Ramazan Bayramı geldi çattı. Çarşılar, alışveriş merkezleri kalabalık, tatil beldeleri ise rezervasyonlarla dolup taşıyor.
Kimileri çocuklarına en güzel bayramlıkları almanın heyecanını yaşıyor, kimileri de aylar öncesinden yaptığı tatil planlarını uygulamaya koyuyor. Ama bir de bayramı buruk geçirenler var…
Bayram, adı üzerinde sevinç, birlik ve dayanışma demek. Ancak her bayram olduğu gibi bu bayramda da bazı aileler için bu kelimeler yalnızca kelime olarak kalıyor.

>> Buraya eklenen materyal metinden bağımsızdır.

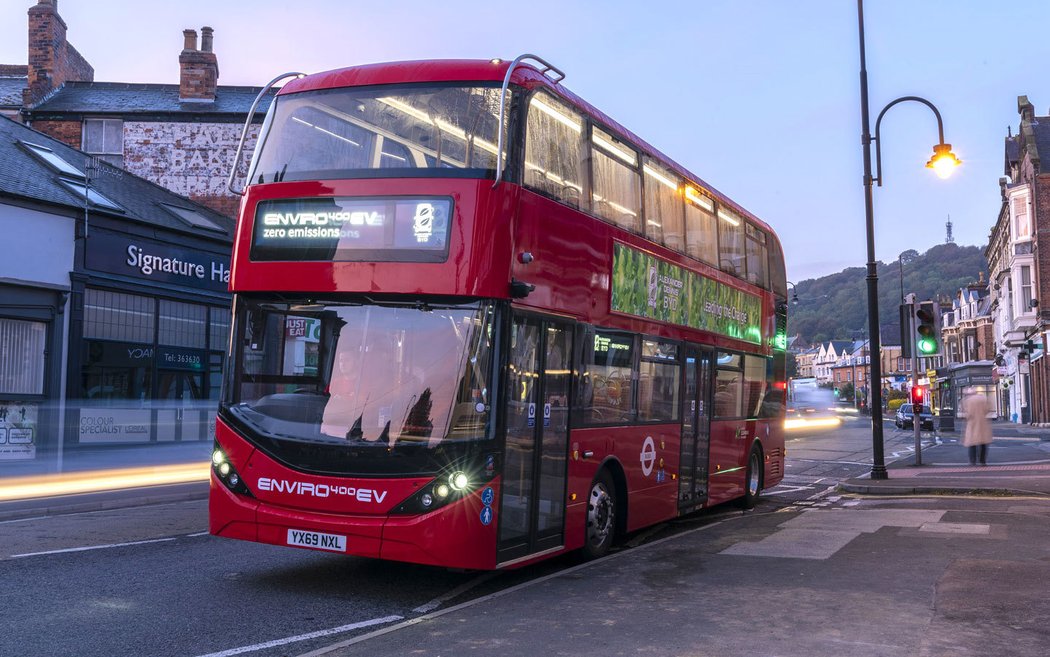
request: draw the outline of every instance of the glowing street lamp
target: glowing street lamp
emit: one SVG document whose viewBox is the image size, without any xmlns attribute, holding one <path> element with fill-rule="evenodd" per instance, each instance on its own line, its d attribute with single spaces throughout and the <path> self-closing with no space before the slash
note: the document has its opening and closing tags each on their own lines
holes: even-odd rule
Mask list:
<svg viewBox="0 0 1050 657">
<path fill-rule="evenodd" d="M 933 147 L 933 156 L 926 164 L 933 169 L 941 177 L 947 177 L 951 170 L 959 166 L 960 161 L 951 152 L 951 145 L 944 142 L 944 125 L 941 122 L 941 112 L 926 99 L 917 96 L 905 96 L 890 102 L 875 122 L 875 137 L 870 133 L 867 104 L 867 65 L 864 57 L 864 0 L 857 0 L 857 23 L 860 34 L 860 111 L 861 111 L 861 145 L 864 151 L 864 224 L 867 234 L 867 322 L 868 322 L 868 346 L 872 363 L 872 479 L 883 480 L 888 478 L 886 472 L 886 462 L 883 450 L 882 437 L 882 345 L 879 336 L 879 276 L 876 269 L 875 259 L 875 202 L 873 195 L 873 183 L 878 183 L 882 187 L 882 139 L 879 128 L 882 124 L 882 116 L 894 105 L 905 101 L 915 101 L 926 105 L 933 110 L 937 116 L 938 140 Z M 877 163 L 877 173 L 872 175 L 872 143 L 875 142 L 875 156 Z"/>
<path fill-rule="evenodd" d="M 938 144 L 933 147 L 933 156 L 926 163 L 927 169 L 932 169 L 937 177 L 945 181 L 956 170 L 956 167 L 963 164 L 963 161 L 956 157 L 951 152 L 951 144 Z"/>
</svg>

Maddi sıkıntılar içinde boğuşan aileler için bayram alışverişi yapmak bir lüks haline gelmiş durumda. Çocuklarına bayramlık alamayan, sofraya fazladan bir tatlı koyamayan, misafir ağırlayacak imkânı olmayan yüzlerce aile var.

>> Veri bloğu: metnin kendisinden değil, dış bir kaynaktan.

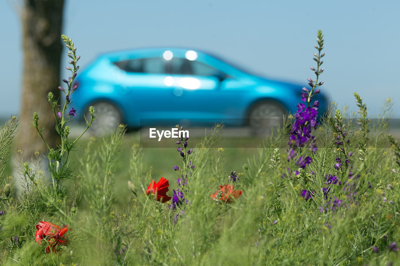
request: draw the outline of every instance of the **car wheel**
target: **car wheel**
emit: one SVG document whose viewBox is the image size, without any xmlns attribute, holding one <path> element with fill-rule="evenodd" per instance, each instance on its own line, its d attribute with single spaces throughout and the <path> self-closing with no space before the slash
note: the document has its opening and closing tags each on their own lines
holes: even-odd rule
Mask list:
<svg viewBox="0 0 400 266">
<path fill-rule="evenodd" d="M 266 136 L 271 133 L 274 127 L 283 124 L 283 116 L 286 113 L 285 108 L 276 102 L 264 101 L 256 104 L 248 115 L 248 124 L 252 133 L 258 136 Z"/>
<path fill-rule="evenodd" d="M 97 117 L 90 126 L 90 129 L 98 136 L 110 134 L 122 122 L 119 110 L 114 104 L 105 101 L 99 101 L 92 105 L 94 107 L 94 115 Z M 86 117 L 90 114 L 88 111 Z"/>
</svg>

Eskiden bayramlık heyecanı bambaşkaydı. Çocuklar yeni kıyafetlerini büyük bir sevinçle karşılar, hatta gece uyumadan önce başucuna koyar ve sabah erkenden kalkıp heyecanla giyerdi.
Şimdi ise bazı çocuklar için bayram, diğer günlerden farksız geçiyor. Çünkü onlar için yeni bir kıyafet, yeni bir ayakkabı ya da bir kutu şeker hayal bile edilemeyecek kadar uzak bir lüks.
Bayramlar yalnızca kendi mutluluğumuzu yaşadığımız günler olmamalı. Etrafımızdaki ihtiyaç sahiplerini görmeli, onların bayramı gerçekten bayram gibi geçirmesi için elimizden geleni yapmalıyız.
Bir çocuğa bir çift ayakkabı, bir aileye bayram sofrası hazırlayacak küçük bir yardım, belki de onların hayatında unutulmaz bir iz bırakabilir.
Bayram demek paylaşmak demekse, gelin bu bayram gerçek anlamda paylaşalım. Çocukların gülümsemesini eksik etmeyelim. Bayram herkes için bayram olsun.